Sessiz sedasız filmlerin Edward Norton vari oyuncusu John Cusack‘ten erkek erkeğe dertleşme sayılabilecek hoş bir filmdi High Fidelity. İlginç bir şekilde, erkeğin başrol olduğu romantik komedi tadında izlediğim ilk filmdi de diyebilirim. Rob karakterine hayat veren John Cusack, plakçıda çalışan sessiz ve biraz da melankolik bir adamdır. Müzik haznesindeki coşku özel hayatına hiç yansımamış ve neredeyse tüm ilişkilerini sıradanlığa kurban vermiştir. Şimdiki kız arkadaşı Laura da (Iben Hjejle) kendisini terk edince, ilişkilerini bir film şeridi halinde gözden geçirmeye başlar ve bu esnada film de bize, Rob’un gözlerinden kadın erkek ilişkilerini anlatır.Stephen Frears’ın en iyi filmi olarak gösterilen High Fidelity’de ayrıca Jack Black, Joan Cusack ve Catherine Zeta Jones’u da görmek mümkün.

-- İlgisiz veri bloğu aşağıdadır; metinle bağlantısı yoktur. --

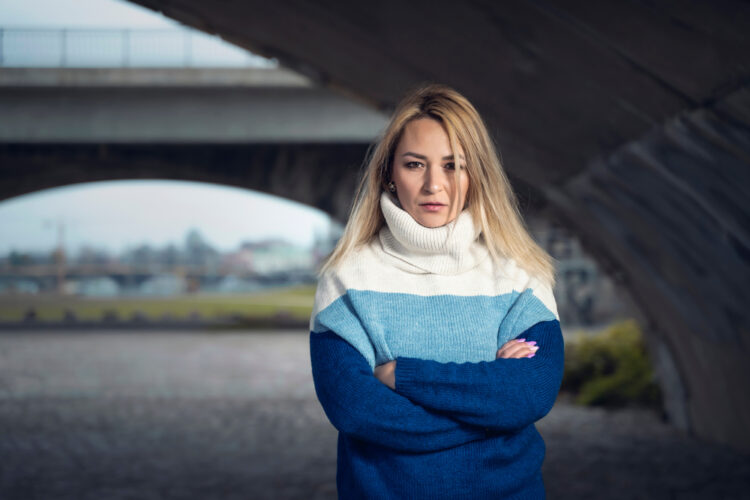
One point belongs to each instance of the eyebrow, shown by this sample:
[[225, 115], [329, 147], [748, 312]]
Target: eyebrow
[[423, 157]]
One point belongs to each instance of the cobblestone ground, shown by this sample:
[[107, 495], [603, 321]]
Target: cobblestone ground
[[192, 415]]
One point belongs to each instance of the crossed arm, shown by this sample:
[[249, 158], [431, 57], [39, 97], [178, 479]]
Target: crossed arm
[[360, 406], [501, 395], [436, 405]]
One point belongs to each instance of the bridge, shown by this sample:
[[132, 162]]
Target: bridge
[[626, 121]]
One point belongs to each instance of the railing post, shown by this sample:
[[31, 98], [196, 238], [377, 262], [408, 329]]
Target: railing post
[[188, 48], [126, 47], [63, 48]]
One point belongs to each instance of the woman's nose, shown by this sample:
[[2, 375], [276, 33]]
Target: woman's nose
[[433, 180]]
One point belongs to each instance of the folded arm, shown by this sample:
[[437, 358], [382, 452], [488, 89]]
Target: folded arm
[[360, 406], [506, 394]]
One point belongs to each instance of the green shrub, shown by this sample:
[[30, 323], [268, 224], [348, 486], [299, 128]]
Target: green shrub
[[611, 369]]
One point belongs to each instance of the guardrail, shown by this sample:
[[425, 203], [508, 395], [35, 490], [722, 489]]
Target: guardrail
[[121, 48]]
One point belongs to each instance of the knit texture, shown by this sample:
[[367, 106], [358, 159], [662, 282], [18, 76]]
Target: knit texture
[[460, 423]]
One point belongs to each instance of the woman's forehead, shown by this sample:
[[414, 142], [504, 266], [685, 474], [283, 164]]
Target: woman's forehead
[[426, 137]]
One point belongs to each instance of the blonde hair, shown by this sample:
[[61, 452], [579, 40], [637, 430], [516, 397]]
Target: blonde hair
[[490, 198]]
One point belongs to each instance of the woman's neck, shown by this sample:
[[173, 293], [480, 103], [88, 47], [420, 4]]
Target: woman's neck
[[449, 249]]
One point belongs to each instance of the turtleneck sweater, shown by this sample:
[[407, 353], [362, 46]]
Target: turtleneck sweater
[[459, 423]]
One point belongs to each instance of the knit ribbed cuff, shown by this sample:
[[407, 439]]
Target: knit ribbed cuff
[[407, 378]]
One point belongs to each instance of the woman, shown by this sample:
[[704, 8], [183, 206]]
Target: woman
[[434, 339]]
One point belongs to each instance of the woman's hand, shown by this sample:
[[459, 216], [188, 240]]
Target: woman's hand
[[517, 348], [386, 373]]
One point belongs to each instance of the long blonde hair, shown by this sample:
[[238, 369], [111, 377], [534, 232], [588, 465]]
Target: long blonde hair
[[490, 198]]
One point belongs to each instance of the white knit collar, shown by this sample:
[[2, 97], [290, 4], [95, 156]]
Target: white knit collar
[[430, 250]]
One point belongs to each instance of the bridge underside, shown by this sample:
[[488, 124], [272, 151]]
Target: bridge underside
[[629, 121]]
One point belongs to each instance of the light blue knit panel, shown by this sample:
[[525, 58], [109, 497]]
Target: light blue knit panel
[[384, 325], [526, 311], [341, 318]]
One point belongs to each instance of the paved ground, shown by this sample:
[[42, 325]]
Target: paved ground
[[191, 415]]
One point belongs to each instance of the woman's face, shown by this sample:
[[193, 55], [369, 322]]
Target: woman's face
[[423, 172]]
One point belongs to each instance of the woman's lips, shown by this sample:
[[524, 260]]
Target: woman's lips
[[431, 207]]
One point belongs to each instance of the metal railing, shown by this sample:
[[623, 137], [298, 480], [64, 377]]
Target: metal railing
[[121, 48]]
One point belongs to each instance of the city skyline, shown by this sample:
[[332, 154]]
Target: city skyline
[[115, 215]]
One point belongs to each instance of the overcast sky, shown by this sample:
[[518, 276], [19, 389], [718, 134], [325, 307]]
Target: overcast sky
[[116, 214]]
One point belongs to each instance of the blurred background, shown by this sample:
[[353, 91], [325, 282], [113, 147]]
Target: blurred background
[[173, 174]]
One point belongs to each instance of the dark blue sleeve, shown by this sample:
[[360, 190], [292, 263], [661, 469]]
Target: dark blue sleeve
[[360, 405], [506, 394]]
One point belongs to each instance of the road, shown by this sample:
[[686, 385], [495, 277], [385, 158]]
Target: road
[[203, 415]]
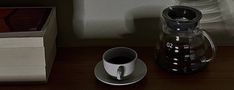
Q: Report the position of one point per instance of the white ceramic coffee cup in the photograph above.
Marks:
(119, 70)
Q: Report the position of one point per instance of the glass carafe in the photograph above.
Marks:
(183, 46)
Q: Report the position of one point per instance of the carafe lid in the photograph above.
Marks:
(181, 18)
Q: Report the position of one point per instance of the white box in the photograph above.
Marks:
(28, 56)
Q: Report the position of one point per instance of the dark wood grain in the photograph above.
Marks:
(74, 70)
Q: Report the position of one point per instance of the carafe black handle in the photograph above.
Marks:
(212, 47)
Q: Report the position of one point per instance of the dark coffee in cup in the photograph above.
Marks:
(120, 60)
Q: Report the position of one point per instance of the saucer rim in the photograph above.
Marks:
(121, 84)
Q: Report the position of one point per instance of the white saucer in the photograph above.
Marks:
(136, 76)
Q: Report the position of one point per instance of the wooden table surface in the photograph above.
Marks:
(74, 70)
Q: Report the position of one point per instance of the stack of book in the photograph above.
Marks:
(27, 43)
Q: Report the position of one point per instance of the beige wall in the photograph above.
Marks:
(145, 34)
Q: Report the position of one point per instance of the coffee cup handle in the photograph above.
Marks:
(120, 73)
(212, 46)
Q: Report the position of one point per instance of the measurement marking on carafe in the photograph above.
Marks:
(175, 59)
(177, 38)
(174, 70)
(170, 45)
(186, 56)
(175, 63)
(186, 46)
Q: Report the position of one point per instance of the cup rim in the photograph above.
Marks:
(104, 54)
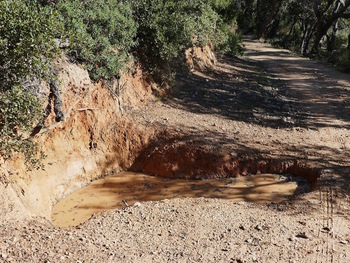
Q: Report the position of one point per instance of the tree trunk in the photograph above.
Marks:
(266, 11)
(308, 32)
(333, 37)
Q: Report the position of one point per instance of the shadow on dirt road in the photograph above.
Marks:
(268, 87)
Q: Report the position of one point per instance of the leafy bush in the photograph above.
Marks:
(168, 27)
(18, 111)
(27, 45)
(101, 34)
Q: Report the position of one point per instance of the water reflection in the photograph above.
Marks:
(125, 189)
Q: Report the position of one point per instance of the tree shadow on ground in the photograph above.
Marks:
(246, 90)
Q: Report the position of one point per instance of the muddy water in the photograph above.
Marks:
(127, 188)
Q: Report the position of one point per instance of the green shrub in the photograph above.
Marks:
(27, 45)
(167, 27)
(18, 111)
(101, 34)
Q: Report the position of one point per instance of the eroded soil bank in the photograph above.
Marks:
(267, 105)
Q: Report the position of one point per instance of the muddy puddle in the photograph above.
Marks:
(125, 189)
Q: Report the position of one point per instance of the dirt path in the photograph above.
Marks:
(268, 104)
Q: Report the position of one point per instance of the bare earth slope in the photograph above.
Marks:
(267, 105)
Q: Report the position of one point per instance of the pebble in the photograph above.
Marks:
(137, 204)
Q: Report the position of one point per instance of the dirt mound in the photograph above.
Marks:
(96, 138)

Özellikle Rob’un monologları filmin akışında önemli yer tutuyor ve ben de bunlardan bir tanesini, filmin mottosu olabilecek şu cümleyi siz sevgili okurlara bildiriyorum:
“What came first, the music or the misery? People worry about kids playing with guns, or watching violent videos, that some sort of culture of violence will take them over. Nobody worries about kids listening to thousands, literally thousands of songs about heartbreak, rejection, pain, misery and loss. Did I listen to pop music because I was miserable? Or was I miserable because I listened to pop music?”
İzlemenizi tavsiye edebileceğim filmler sıralamasında ilk 5te mutlaka High Fidelity vardır. John Cusack’in baygın bakışları altında erkek gözünden bir ilişki analizi, her zaman işlenen bir konu olmuyor.